In the process, the rules will shift more costs to states at the worst time: when an economic downturn is swelling Medicaid rolls, and shrinking state coffers hamper states' ability to cover the shortfall in federal subsidies.
Severe consequences
Lawmakers had every reason to pass the measure (HR 5613), which would block the rule changes until April 2009. The bill garnered overwhelming support, passing by a margin of 349 to 62. This level of approval suggests the House could override a presidential veto, which the White House has threatened. Now it's up to the Senate to approve the legislation.
The seven rules in question would have severe consequences in states such as Florida with large Medicaid populations. For example:
One rule would limit Medicaid payments to public hospitals, like Jackson Memorial Hospital, and decrease rehabilitation services that are eligible for federal subsidies.
Another will hurt children in foster care by reducing funds for case-management, which is crucial for many who need medical and mental-health care.

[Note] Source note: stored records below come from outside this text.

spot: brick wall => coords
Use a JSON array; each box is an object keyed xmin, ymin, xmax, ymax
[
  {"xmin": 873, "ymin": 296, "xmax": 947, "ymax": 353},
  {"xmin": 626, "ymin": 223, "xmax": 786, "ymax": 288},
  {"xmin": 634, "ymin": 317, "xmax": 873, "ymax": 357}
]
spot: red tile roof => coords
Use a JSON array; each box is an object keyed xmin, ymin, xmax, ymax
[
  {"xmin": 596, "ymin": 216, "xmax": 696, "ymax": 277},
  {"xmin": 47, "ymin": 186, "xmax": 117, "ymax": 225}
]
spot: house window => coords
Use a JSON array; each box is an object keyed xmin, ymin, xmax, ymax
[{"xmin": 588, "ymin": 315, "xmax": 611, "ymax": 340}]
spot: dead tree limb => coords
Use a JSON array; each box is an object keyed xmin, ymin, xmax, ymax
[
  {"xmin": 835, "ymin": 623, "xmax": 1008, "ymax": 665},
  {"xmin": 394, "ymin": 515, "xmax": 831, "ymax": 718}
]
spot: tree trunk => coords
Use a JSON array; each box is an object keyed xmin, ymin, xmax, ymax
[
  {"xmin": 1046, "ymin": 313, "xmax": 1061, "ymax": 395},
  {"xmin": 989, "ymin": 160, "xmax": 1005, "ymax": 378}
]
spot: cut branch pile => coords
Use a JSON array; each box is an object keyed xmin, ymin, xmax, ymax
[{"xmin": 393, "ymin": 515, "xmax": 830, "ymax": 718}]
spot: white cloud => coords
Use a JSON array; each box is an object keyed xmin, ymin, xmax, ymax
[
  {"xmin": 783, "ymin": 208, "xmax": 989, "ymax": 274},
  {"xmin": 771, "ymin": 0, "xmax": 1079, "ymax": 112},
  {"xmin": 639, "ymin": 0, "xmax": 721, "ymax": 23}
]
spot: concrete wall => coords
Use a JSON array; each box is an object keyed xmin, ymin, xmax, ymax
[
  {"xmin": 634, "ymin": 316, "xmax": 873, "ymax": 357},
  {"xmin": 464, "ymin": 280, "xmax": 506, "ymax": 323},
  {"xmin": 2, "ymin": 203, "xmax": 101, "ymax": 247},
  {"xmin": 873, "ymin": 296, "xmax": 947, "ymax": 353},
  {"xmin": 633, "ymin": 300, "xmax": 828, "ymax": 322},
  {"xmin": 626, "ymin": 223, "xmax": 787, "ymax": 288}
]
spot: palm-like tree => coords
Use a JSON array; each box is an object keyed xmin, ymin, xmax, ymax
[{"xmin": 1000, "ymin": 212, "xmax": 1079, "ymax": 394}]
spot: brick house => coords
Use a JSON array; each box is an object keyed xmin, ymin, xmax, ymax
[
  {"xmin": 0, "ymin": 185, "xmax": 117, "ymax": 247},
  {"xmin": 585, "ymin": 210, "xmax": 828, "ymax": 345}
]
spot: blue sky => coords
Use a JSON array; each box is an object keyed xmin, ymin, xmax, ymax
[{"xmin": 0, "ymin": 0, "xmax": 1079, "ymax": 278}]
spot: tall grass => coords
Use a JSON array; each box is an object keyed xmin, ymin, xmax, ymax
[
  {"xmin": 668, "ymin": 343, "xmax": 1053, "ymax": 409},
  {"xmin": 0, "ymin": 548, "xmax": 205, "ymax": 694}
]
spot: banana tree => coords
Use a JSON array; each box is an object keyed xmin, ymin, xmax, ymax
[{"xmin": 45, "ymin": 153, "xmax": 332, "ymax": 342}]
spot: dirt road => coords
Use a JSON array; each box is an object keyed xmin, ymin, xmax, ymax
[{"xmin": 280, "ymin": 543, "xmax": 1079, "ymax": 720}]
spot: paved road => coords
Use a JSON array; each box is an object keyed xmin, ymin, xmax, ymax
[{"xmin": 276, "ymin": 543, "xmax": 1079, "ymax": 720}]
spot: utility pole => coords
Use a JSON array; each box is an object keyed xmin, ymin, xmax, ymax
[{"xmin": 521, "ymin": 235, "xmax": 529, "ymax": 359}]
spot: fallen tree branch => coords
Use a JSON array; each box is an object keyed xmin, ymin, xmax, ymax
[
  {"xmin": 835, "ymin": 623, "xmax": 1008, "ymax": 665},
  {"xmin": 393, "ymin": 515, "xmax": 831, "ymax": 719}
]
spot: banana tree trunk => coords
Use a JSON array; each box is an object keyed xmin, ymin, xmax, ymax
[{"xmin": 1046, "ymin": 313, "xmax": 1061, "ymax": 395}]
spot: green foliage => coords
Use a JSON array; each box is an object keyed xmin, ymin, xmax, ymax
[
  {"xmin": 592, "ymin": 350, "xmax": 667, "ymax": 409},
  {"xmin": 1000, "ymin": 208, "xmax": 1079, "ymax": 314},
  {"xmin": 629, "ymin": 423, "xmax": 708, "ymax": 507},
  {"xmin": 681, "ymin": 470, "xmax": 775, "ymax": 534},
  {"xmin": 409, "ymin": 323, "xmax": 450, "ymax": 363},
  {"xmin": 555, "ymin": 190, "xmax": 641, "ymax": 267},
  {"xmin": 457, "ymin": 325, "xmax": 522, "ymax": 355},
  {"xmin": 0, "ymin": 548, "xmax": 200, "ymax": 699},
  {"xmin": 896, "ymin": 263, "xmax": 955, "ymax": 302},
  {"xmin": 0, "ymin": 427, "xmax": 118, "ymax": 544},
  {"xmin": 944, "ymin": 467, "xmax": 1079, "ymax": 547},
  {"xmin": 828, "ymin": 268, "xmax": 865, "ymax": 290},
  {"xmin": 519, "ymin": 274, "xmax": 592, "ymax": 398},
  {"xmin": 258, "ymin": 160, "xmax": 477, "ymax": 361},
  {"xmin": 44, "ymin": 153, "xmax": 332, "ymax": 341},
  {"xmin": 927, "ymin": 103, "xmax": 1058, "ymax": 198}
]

A third rule would cut federal Medicaid funds for care provided to poor and disabled children by public schools, among them schools in Miami-Dade and Broward counties. Those services include health screenings, medical care and transportation for special-needs children who get health services at school.
The White House says the rules are needed to address waste and abuses in state Medicaid programs. But the problems it cites have been largely corrected by enforcing existing rules or new regulatory measures. Some complaints are questionable. For example, the administration says Medicaid law doesn't allow subsidies for training medical residents in hospitals that treat many poor patients. Yet these subsidies have been paid for 40 years.
A $21 billion cut
The Congressional Budget Office estimates the rules will cut $21 billion in federal Medicaid funding over five years, more than the White House projects. These cuts will inflict a lot of pain on people and communities who suffer economic hard times the most.
The administration's rule changes wrongly target critical Medicaid benefits without offering real solutions for curbing costs. It is Congress' job to debate and approve fixes for Medicaid. The prospects for doing so will be better with a new administration next year.